2. The cognitive assessment method based on virtual reality and ensemble learning of claim 1, wherein the adaptive ensemble learning algorithm of updating the ensemble learning of weights in S500 includes: self-adaptive comprehensive weight updating formula based on relative accuracy, measuring performance index AUC of classification model and unbalanced classification index G-mean：

In the method, in the process of the invention,representing an adaptive comprehensive weight updating formula; />And->Respectively representing the maximum error rate and the minimum error rate in all the base classifiers; />Representing the error rate of the kth base classifier; />The area not covered by the ROC curve representing the kth basis classifier, i.e. +.>Wherein->Representing the area covered under the ROC curve of the kth basis classifier; />Representing the maximum of the uncovered areas of all the basis classifier ROC curves; />Representing the minimum of uncovered areas of all base classifier ROC curves; />G-mean value representing kth basis classifier, i.e.>Where TPR represents the correct predicted proportion of the base classifier to the positive class sample, i.e., sensitivity, and TNR represents the correct predicted proportion of the base classifier to the negative class sample, i.e., specificity; />Representing the maximum G-mean value in all base classifiers; />Representing the minimum G-mean value in all base classifiers; wherein the method comprises the steps of，/>，/>Representing adaptive weights; at this time, the weight of each base classifier +.>The method comprises the following steps:

in the method, in the process of the invention,representing the k-th basis classifier adaptive comprehensive weight updating formula,/for>The self-adaptive comprehensive weight updating formula of the ith base classifier is represented, and N represents the number of the base learners;

voting results of ensemble learningThe method comprises the following steps:

in the method, in the process of the invention,representing the prediction result of the kth basis classifier.

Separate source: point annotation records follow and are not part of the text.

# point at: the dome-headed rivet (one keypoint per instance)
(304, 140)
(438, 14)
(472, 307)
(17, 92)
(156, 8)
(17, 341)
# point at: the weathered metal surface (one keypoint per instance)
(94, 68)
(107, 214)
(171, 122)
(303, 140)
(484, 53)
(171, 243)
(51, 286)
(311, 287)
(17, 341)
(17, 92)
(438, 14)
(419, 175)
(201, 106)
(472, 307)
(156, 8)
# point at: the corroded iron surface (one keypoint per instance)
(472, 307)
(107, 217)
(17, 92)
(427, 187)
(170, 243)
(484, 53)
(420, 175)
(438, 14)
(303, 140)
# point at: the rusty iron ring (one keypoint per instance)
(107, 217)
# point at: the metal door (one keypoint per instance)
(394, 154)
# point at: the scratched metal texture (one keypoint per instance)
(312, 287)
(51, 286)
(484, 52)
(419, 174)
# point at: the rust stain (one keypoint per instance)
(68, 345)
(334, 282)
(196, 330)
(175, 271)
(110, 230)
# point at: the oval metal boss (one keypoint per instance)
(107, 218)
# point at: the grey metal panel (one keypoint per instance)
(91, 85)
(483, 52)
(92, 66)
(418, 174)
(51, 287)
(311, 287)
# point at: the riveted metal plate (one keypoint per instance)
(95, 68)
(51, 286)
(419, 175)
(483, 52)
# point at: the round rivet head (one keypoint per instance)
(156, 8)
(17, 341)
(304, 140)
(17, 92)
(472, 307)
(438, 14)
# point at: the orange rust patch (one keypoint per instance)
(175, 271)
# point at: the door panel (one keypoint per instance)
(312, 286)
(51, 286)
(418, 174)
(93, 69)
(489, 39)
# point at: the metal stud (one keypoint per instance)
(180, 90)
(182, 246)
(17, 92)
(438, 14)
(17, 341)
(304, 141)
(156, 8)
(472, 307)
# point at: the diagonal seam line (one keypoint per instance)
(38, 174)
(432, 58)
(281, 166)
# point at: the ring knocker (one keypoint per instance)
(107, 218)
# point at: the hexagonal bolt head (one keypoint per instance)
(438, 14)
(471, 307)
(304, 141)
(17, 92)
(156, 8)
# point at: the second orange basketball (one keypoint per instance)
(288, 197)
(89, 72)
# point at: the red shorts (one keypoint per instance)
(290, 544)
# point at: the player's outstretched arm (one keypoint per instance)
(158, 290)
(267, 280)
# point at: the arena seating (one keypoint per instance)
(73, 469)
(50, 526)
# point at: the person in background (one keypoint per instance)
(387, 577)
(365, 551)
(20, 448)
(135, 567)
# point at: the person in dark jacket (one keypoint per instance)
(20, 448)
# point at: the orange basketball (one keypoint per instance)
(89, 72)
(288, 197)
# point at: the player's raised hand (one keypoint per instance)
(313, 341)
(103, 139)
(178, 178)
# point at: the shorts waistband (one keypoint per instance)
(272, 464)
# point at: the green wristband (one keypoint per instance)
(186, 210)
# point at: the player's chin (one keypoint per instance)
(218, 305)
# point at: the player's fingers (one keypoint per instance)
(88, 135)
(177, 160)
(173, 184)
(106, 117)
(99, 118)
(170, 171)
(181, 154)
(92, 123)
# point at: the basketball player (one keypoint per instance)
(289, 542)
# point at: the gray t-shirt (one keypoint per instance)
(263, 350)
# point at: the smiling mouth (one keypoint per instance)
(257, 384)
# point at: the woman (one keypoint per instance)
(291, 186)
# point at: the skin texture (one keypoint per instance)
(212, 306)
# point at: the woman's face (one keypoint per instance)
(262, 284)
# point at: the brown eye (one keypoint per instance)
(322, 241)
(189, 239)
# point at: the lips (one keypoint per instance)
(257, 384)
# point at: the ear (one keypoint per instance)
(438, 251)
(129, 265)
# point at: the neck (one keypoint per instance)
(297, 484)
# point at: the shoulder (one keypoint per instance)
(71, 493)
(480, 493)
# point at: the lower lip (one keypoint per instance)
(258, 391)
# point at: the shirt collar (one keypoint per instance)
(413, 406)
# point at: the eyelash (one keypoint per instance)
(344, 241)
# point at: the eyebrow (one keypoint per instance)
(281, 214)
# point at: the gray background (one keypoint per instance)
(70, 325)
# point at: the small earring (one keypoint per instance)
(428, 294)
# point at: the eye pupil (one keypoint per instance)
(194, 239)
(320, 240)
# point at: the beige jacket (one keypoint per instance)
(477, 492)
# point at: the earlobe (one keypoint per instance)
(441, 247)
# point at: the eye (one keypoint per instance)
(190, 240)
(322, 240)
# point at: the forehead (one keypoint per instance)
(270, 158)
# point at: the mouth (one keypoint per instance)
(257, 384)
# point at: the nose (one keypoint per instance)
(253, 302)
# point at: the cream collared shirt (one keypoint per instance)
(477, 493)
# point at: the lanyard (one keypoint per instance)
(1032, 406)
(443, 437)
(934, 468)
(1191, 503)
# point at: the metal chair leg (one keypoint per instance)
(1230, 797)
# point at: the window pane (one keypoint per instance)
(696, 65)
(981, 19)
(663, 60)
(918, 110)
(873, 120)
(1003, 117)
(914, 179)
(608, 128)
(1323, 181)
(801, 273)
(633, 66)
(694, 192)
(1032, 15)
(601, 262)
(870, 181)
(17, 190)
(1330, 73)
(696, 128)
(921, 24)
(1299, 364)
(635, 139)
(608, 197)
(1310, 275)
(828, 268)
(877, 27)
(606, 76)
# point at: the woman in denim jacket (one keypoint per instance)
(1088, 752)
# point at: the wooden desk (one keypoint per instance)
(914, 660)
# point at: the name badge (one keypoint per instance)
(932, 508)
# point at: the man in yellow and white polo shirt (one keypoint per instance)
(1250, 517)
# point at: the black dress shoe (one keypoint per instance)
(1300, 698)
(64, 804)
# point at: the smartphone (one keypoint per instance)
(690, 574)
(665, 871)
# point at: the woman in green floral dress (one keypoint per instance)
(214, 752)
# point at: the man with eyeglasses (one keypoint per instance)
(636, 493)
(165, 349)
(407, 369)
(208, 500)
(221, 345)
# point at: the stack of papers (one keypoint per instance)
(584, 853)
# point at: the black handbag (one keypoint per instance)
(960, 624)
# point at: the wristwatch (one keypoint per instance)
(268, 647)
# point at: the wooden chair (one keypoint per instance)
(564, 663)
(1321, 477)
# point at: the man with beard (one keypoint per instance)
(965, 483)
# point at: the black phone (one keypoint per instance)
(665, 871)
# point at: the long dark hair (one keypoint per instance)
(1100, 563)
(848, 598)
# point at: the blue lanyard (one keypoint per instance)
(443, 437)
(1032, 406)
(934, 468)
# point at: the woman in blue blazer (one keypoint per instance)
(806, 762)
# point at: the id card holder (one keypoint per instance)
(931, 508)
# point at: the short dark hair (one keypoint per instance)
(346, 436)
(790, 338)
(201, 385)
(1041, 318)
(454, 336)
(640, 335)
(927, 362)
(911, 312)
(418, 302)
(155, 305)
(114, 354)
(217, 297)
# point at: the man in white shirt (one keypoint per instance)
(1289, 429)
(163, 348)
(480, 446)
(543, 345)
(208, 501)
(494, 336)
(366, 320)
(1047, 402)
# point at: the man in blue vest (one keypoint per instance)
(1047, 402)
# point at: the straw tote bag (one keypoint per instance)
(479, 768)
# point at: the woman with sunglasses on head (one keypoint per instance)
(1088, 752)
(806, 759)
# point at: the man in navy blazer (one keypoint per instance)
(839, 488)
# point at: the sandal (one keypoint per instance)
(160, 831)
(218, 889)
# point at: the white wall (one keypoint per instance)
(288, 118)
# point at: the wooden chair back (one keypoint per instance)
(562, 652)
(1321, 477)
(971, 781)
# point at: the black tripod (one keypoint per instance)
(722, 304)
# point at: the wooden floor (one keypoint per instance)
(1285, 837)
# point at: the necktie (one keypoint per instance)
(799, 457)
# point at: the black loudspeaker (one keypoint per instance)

3. A cognitive assessment system based on virtual reality and ensemble learning, the system being implemented by the method of any of claims 1-2, characterized in that the system consists of a user subsystem, a virtual supermarket subsystem, a cognitive assessment subsystem:

the user subsystem is used for registering and storing personal information;

the virtual supermarket subsystem is used for collecting data of a user in the virtual supermarket;

the cognitive evaluation subsystem is used for evaluating the cognitive functions of the user, and the cognitive functions of the user are divided into normal cognitive and mild cognitive impairment.